Homes For Rough Sleepers: Andy Burnham Backs Housing First
Greater Manchester mayor Andy Burnham has previously called for ‘change’ in the Labour party. What does he want that change to look like? The Big Issue speculates.
Andy Burnham might have found a new route to parliament after Makerfield MP Josh Simons resigned to give the Greater Manchester mayor the opportunity to challenge Keir Starmer for Labour leadership. As Starmer’s popularity continues to plummet, some Labour MPs are reportedly looking for an alternative leader. Such designs have long-centred on Greater Manchester’s mayor, who has previously called for “change” in the Labour Party and openly criticised Starmer’s leadership. But the two-time leadership candidate would need to return to parliament first.
It was thought that Andrew Gwynne’s departure from his Gorton and Denton seat would offer Burnham the chance to become an MP again but Starmer and the National Executive Committee blocked him from standing. That decision saw the Green Party’s Hannah Spencer take the seat. But there are no such practical hurdles to stop the so-called ‘King in the North’ plotting a Westminster return this time around after Starmer confirmed he wouldn’t stand in Burnham’s way. Announcing his intention to stand, Burnham said: “There is only so much that can be done from Greater Manchester. Much bigger change is needed at a national level if everyday life is to be made more affordable again. This is why I now seek people’s support to return to parliament: to bring the change we have brought to Greater Manchester to the whole of the UK and make politics work properly for people.”
In the spirit of said speculation, we at Big Issue have asked experts: What would Andy Burnham’s Britain look like?

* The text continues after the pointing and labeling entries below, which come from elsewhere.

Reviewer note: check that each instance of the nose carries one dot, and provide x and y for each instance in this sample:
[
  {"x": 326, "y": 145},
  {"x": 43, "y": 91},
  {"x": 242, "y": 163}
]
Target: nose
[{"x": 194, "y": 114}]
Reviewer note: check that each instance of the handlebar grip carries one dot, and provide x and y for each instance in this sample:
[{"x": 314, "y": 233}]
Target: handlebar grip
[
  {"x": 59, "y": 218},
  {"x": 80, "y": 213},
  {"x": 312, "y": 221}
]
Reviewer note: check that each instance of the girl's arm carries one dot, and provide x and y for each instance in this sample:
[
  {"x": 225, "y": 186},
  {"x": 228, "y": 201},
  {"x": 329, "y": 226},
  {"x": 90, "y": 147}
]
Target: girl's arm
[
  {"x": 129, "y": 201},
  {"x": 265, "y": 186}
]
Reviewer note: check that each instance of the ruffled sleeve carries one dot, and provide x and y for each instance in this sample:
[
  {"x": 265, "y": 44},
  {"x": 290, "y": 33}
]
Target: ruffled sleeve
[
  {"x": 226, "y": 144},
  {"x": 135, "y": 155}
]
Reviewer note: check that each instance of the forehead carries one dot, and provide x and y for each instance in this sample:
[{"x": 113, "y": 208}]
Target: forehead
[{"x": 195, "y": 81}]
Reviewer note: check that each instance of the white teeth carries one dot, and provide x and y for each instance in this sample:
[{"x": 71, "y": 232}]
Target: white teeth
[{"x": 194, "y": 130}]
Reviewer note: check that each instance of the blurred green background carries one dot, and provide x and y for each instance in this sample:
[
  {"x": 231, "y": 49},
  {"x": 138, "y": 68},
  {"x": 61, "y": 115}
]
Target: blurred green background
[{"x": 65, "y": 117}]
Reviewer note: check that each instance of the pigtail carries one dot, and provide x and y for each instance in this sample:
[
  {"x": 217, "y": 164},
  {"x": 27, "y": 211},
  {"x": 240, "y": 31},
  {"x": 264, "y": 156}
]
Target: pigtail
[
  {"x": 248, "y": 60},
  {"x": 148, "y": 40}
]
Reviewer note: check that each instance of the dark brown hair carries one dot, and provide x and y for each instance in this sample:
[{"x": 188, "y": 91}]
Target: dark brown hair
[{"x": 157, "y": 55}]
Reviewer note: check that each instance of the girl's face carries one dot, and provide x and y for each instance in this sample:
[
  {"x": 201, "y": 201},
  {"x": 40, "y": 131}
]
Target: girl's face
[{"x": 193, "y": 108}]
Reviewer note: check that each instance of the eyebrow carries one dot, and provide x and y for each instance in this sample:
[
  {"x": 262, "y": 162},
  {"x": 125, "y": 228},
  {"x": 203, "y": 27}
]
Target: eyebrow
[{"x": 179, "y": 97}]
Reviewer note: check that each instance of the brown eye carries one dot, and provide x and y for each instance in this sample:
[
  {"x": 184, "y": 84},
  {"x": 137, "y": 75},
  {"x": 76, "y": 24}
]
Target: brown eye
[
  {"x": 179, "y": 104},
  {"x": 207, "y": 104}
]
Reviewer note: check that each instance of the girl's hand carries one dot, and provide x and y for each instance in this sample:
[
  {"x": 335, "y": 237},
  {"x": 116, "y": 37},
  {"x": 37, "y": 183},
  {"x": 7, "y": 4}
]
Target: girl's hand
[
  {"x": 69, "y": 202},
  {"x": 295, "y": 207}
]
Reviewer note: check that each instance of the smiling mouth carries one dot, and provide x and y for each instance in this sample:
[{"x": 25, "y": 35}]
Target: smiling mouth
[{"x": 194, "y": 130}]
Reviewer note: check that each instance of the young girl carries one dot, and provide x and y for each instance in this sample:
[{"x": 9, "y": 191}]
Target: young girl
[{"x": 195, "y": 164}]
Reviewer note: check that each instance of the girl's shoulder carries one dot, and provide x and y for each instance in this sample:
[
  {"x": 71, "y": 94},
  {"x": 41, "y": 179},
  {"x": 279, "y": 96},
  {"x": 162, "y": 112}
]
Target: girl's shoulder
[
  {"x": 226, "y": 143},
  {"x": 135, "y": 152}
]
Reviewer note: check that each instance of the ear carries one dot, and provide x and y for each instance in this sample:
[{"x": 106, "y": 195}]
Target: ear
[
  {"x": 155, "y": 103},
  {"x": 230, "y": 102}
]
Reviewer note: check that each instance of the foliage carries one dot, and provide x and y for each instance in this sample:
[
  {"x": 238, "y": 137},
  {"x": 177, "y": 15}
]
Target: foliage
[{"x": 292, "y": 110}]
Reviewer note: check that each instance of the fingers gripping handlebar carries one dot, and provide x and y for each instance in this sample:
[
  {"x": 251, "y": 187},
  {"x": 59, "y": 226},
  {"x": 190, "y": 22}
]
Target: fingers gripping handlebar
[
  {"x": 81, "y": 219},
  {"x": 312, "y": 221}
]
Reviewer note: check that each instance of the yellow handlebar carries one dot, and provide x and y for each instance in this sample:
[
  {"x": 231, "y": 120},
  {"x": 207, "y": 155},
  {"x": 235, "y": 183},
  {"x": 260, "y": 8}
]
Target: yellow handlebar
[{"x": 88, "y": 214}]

Here are some of the key policies he’s implemented in Manchester, and how they could be rolled out elsewhere.
Burnham’s flagship homelessness policy is Housing First: giving rough sleepers a permanent home immediately, with wraparound support, rather than making housing conditional on sobriety or other criteria. Since Greater Manchester’s pilot launched in 2019, more than 450 people have been housed, with an 88% tenancy sustainment rate. Rough sleeping in the city has fallen by more than 57% since 2017, bucking the national trend.
“I started using the phrase housing is a human right, when I’d come back from Finland,” Burnham told the Big Issue in a 2023 interview. “People kept talking about Housing First and I kind of thought it was a project. But it actually came over to me when I was there that housing first is a national philosophy in Finland. If people talk about prevention, if you want a true prevention policy for the country, you give everybody a good, secure home. So, it’s not an unrealistic policy, I think it’s a very realistic policy and I’m really committed to it.”
Gideon Salutin of the Social Market Foundation says the numbers back Burnham up. “It’s one of the rare homelessness interventions with a very strong evidence base,” he tells Big Issue. “Internationally, tenancy sustainment rates are consistently above 80%, and Greater Manchester’s results match that. The costs of providing housing and support are outweighed by savings to health services, criminal justice and emergency accommodation.”
But a national rollout would be a major undertaking. In 2021, the Centre for Social Justice estimated that there were 1,995 Housing First places available in England, with between 16,450 and 29,700 places required. “If Burnham were prime minister and made Housing First a national philosophy, as Finland has, we could dramatically reduce rough sleeping within a decade,” Salutin says. “But it would take serious long-term investment and a coordinated building programme – without that, the model can’t work at scale.”
On housing more broadly, Burnham has called on the government to borrow £40 billion to build new council housing. “We’ve got to get beyond this thing of being in hock to the bond markets,” he said.